I can fully reproduce this with linux and windows hosts. For linux
machines I saw that the host was taking the FID change as a marker
to see the previous frame as ready and just rendered what got through.
This did not lead to garbage but only to partially displayed frames
with jpeg macroblock alignment.

>Following is my opinion, feel free to disagree (and correct me if
>something is factually incorrect):
>
>The fundamental issue here is that ISOC doesn't guarantee
>delivery of usb_requests or even basic data consistency upon delivery.
>So the gadget driver has no way to know the state of transmitted data.
>The gadget driver is notified of underruns but not of any other issues,
>and ideally we should never have an underrun if the zero-length
>backpressure is working as intended.
>
>So, UVC gadget driver can reduce the number of errors, but it'll never be
>able to guarantee that the data transmitted to the host isn't somehow
>corrupted or missing unless a more reliable mode of transmission
>(bulk, for example) is used.
>
>All of this to say: The host absolutely needs to be able to handle
>all sorts of invalid and broken payloads. How the host handles it
>might be undefined, but the host can never rely on perfect knowledge
>about the transmission state. In cases like these, where the underlying
>transport is unreliable, the burden of enforcing consistency moves up
>a layer, i.e. to the encoded payload in this case. So it is perfectly
>fine for the host to rely on the encoding to determine if the payload
>is corrupt and handle it accordingly.

Right.

>As for uncompressed format, you're correct that subtle corruptions
>may not be caught, but outright missing usb_requests can be easily
>checked by simply looking at the number of bytes in the payload.

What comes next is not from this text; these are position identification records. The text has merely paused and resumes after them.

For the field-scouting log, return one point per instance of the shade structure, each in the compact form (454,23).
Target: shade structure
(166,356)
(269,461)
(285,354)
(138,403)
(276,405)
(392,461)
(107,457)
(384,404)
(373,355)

YUV
>frames are all of the same (predetermined) size for a given resolution.

That was also my thought about five minutes after I did send you the
previous mail. So sure, this is no real issue for the host.

>So my recommendation is the following:
>1. Fix the bandwidth problem by splitting the encoded video frame
>   into more usb_requests (as your patch already does) making sure
>   there are enough free usb_request to encode the video frame in
>   one burst so we don't accidentally inflate the transmission
>   duration of a video frame by sneaking in zero-length requests in
>   the middle.

Ack. This should already solve a lot of issues.

For this I would still suggest to move the usb_ep_queue to be done in
the pump worker again. Its a bit back and forth, but IMHO its worth the
extra mile since only this way we would respect the dwc3 interrupt
threads assumption to run *very* short.

>2. Unless there is an unusually high rate of transmission failures
>   when using the UVC gadget driver, it might be worth fixing the
>   host side driver to handle broken frames better instead (assuming
>   host is linux as well).

Agreed, but this needs a separate scoped undestanding of the host side
behaviour over all layers.

>2. Tighten up the error checking in UVC gadget driver -- We drop the
>   current frame whenever an EXDEV happens which is wrong. We should
>   only be dropping the current frame if the EXDEV corresponds to the
>   frame currently being encoded.

What do you mean by drop?

I would suggest to immediatly switch the uvc_buffer that is being
enqueued and start queueing prepared requests from the next buffers prep
list. As suggested, the idea is to have per uvc_buffer prep_list
requests which would make this task easy.

>   If the frame is already fully queued to the usb controller, the host
>   can handle missing payload as it sees fit.

Ack

This roadmap sounds like a good one.